Now for the controversial ending which I will warn you that this might be somewhat of a spoiler. It reminded me of Gone Baby Gone movie. (If you haven't seen it drop everything and run out and rent it :p Just a suggestion!) You ask yourself the question, "What would you do?" How could one judge the ending without being in the situations? I could see people saying that was a terrible ending how could someone do that? Then I could see people saying that they weren't surprised with the amount of stress that Christina felt dealing with her daughter after years of trying to find a cure or at least a solution to deal with the meltdowns and the constant feeling that no matter what you did it wasn’t right. You might ask well what did I think? I thought it was a sad ending to a realistic story. I could without a doubt see it happening. I also believe I've heard of situations like it before. Though reading about it and seeing it on the nightly news is two totally different situations. In the book it's fiction on the news you feel the sadness from it being real and you judge no matter what the person has to say. Reading the book though I didn't feel the same way, I felt as if I understood. I don't feel the same way when I watch the news, but this book has made me see things differently.

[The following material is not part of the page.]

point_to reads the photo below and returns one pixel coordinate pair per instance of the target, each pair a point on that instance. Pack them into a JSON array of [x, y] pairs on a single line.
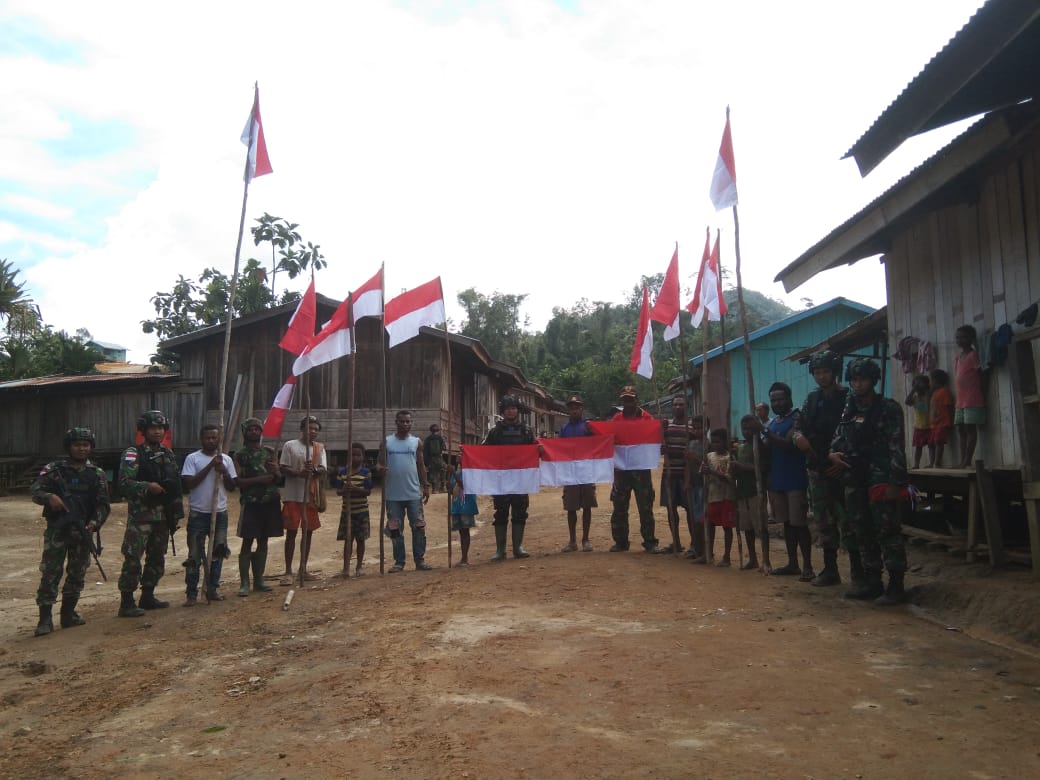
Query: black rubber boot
[[70, 617], [127, 607], [46, 624], [868, 589], [259, 564], [830, 574], [894, 594], [149, 601], [518, 550], [499, 543]]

I hope this all make sense. I haven't ever written a review where it was a realistic story. Therefore I might be all over the place with my opinion. I recommend picking up a copy of this novel if it's the type of drama that you enjoy reading. 



  1. Thank you for taking the time to read and review my novel, HOPE. You have given me a lot to think about as a writer. I want to say that you are right, you have heard stories like this in the news. There were six that I know of last year and one alredy this year. My reason for writing HOPE was to make people aware of these tragedies and to help them understand them.

    Victoria Ferrante
    Here is a link to the latest tragedy.

  2. I went to the link. It definitely opened up my eyes. It's very sad and unfortunate that she felt there was no other way out. Hope definitely puts everything into perspective.